4.3. Aproximando-nos da conclusão desta longa – mas, creio, necessariamente longa – declaração de voto, penso ser importante deixar duas últimas observações.
A primeira é a de que as dúvidas expressas no acórdão da maioria (v. o seu ponto 17.), que se destinam a ilustrar a indeterminabilidade do tipo legal, não são qualitativamente diversas daquelas a que se fez referência supra, ou seja, são dúvidas interpretativas a que, em maior ou menor grau, se abre a interpretação de qualquer tipo legal e resolvem-se com as “válvulas de escape” já conhecidas do direito penal (seja pelas particulares regras de interpretação da lei penal, seja pelas ideias de necessidade, não danosidade, adequação social, entre outras). No essencial, a conduta típica, seja quanto à ação, seja quanto ao respetivo objeto, é determinável sem dificuldade.
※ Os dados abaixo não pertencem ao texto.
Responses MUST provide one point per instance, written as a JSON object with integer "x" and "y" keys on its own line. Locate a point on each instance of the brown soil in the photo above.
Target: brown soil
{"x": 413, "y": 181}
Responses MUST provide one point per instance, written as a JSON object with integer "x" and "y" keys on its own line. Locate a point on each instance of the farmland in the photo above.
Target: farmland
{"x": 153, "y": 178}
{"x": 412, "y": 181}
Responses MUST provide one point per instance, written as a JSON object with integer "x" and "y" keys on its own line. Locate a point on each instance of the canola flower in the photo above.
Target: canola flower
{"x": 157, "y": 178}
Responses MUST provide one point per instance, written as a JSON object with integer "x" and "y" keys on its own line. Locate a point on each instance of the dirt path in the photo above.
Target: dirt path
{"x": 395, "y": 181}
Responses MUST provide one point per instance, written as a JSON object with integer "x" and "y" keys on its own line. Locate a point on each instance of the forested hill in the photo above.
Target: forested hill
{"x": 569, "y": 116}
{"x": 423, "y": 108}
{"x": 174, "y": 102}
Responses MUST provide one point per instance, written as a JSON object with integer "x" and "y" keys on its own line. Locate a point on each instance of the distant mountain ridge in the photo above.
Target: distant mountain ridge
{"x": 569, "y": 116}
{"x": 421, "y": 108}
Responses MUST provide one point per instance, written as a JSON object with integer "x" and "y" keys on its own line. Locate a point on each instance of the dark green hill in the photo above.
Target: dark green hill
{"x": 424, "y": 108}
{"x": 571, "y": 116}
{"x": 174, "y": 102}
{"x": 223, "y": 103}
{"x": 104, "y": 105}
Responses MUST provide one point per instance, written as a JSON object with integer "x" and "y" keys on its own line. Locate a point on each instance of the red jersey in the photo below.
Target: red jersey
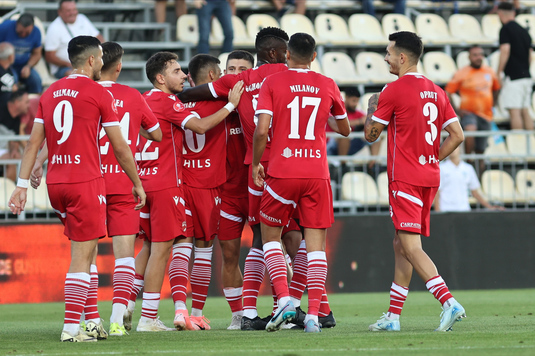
{"x": 237, "y": 171}
{"x": 133, "y": 112}
{"x": 300, "y": 102}
{"x": 72, "y": 111}
{"x": 252, "y": 81}
{"x": 160, "y": 163}
{"x": 204, "y": 155}
{"x": 415, "y": 110}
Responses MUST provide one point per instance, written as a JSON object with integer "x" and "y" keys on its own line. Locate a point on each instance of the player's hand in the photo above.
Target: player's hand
{"x": 235, "y": 93}
{"x": 139, "y": 196}
{"x": 18, "y": 200}
{"x": 258, "y": 175}
{"x": 36, "y": 176}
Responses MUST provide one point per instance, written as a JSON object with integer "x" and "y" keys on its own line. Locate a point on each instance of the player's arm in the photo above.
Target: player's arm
{"x": 372, "y": 128}
{"x": 201, "y": 126}
{"x": 18, "y": 198}
{"x": 260, "y": 137}
{"x": 454, "y": 139}
{"x": 126, "y": 160}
Já a posição da maioria colocará o legislador, a meu ver, na difícil posição de aumentar o grau de determinação de norma (algo para o que o acórdão não oferece solução e, rigorosamente, não tem de a oferecer), podendo com facilidade cair novamente no tipo de juízo de indeterminabilidade que agora se lhe opõe, o qual, no limite, poderá não ter solução, enredando-se o legislador e o Tribunal nos pressupostos desta censura. Não vislumbro para este percurso – ele próprio ainda indefinido, uma vez que as maiorias da 1.ª Secção e da 3.ª Secção do Tribunal dão, neste momento, sinais contraditórios ao legislador – um resultado razoável.
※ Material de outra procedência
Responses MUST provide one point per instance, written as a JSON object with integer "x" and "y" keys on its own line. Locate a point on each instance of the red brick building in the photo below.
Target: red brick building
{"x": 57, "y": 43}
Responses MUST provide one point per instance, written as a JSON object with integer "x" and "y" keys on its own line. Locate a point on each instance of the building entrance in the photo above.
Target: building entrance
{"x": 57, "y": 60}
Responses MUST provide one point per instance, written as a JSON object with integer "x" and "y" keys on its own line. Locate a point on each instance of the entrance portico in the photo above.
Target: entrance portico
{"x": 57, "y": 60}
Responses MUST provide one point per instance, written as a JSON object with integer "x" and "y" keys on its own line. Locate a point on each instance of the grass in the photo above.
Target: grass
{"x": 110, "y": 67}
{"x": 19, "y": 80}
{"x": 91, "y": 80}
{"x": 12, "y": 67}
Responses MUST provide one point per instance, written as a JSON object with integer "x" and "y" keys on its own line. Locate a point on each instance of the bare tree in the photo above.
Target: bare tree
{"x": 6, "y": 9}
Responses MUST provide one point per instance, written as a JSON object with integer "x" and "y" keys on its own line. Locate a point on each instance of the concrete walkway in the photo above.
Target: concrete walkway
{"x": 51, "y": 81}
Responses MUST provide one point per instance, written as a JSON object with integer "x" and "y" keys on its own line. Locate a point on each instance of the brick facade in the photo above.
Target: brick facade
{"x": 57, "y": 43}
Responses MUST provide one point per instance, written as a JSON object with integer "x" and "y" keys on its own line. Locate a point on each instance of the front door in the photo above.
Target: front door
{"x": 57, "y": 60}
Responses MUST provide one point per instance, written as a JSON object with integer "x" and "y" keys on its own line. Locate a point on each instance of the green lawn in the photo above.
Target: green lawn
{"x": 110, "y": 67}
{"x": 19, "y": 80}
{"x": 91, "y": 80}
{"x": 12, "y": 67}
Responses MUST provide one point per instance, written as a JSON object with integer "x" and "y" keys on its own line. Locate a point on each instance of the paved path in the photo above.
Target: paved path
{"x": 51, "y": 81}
A segunda para salientar que entendo que o SIAC não contribui para a indeterminabilidade do tipo, no que respeita ao objeto da ação. Desde logo, importa recordar que nos encontramos perante fiscalização concreta e, perante os dados do caso – está em causa, na acusação rejeitada, “um canídeo de pequeno porte, de raça indeterminada, macho, de cor afogueado, com cerca de seis meses” – nada de duvidoso ou indeterminado se surpreende, seja por via da definição do n.º 1 do artigo 389.º do Código Penal, seja por via da remissão para o SIAC contida no n.º 3 do mesmo artigo. Por outro lado, eventuais desvios, excessos ou desadequações do SIAC eventualmente geradores de indeterminabilidade não estão aqui em causa, não existem atualmente, nem se prevê que possam, à partida, suscitar questões de indeterminabilidade, já que o SIAC identificará sempre as espécies animais em causa. Poderão eventuais atualizações futuras suscitar problemas de outra ordem (desnecessidade de tutela penal, por exemplo), a resolver através de outros parâmetros e apenas para os casos em que se justifique essa censura, que não é certamente o presente. Renovo, pois, as preocupações consignadas no parágrafo anterior.
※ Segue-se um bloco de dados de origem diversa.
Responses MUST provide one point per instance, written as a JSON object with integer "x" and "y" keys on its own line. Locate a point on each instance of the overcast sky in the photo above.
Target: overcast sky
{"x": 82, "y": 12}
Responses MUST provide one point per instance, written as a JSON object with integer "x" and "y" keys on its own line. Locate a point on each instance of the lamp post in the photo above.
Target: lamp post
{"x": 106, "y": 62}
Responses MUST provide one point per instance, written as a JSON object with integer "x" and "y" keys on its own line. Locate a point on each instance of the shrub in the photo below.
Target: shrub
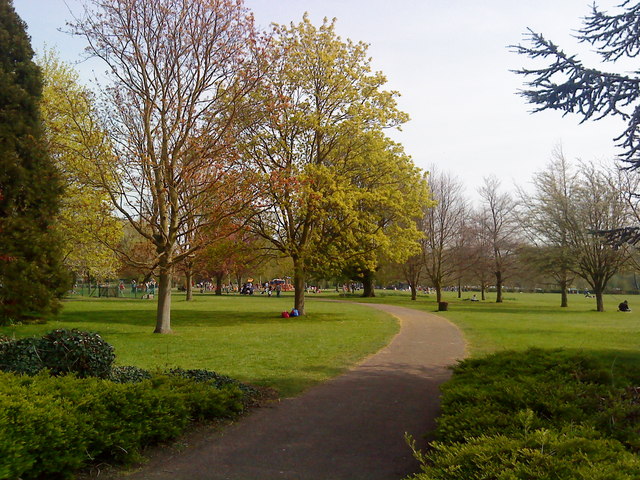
{"x": 21, "y": 356}
{"x": 220, "y": 381}
{"x": 73, "y": 351}
{"x": 534, "y": 414}
{"x": 128, "y": 374}
{"x": 540, "y": 454}
{"x": 51, "y": 426}
{"x": 61, "y": 351}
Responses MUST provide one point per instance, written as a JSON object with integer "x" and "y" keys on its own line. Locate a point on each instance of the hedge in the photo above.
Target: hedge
{"x": 52, "y": 426}
{"x": 532, "y": 415}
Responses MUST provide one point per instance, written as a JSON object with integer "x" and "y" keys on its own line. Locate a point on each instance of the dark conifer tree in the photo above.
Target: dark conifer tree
{"x": 32, "y": 277}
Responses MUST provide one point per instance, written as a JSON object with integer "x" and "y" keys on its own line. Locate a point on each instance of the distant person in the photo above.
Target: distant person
{"x": 624, "y": 307}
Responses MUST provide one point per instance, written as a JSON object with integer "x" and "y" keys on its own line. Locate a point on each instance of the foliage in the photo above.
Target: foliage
{"x": 443, "y": 227}
{"x": 51, "y": 426}
{"x": 323, "y": 112}
{"x": 178, "y": 70}
{"x": 566, "y": 84}
{"x": 78, "y": 144}
{"x": 534, "y": 414}
{"x": 128, "y": 374}
{"x": 85, "y": 354}
{"x": 220, "y": 381}
{"x": 61, "y": 352}
{"x": 32, "y": 277}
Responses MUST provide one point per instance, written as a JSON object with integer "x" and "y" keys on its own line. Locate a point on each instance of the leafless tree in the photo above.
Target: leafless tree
{"x": 598, "y": 204}
{"x": 545, "y": 216}
{"x": 443, "y": 228}
{"x": 499, "y": 230}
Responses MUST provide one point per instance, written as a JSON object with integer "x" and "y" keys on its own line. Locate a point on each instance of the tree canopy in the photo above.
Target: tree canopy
{"x": 566, "y": 84}
{"x": 32, "y": 276}
{"x": 324, "y": 110}
{"x": 77, "y": 144}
Em suma, não encontro fundamentos bastantes para afirmar a indeterminabilidade da norma que tipifica o crime de maus tratos de animal de companhia, contida no artigo 387.º, n.º 3, em conjugação com o artigo 389.º, n.os 1 e 3, do CP.
5. Resulta do exposto que, do meu ponto de vista, não se verificam razões de censura jurídico-constitucional relativamente à norma sub judice. Concluiria, pois, por um juízo de não inconstitucionalidade.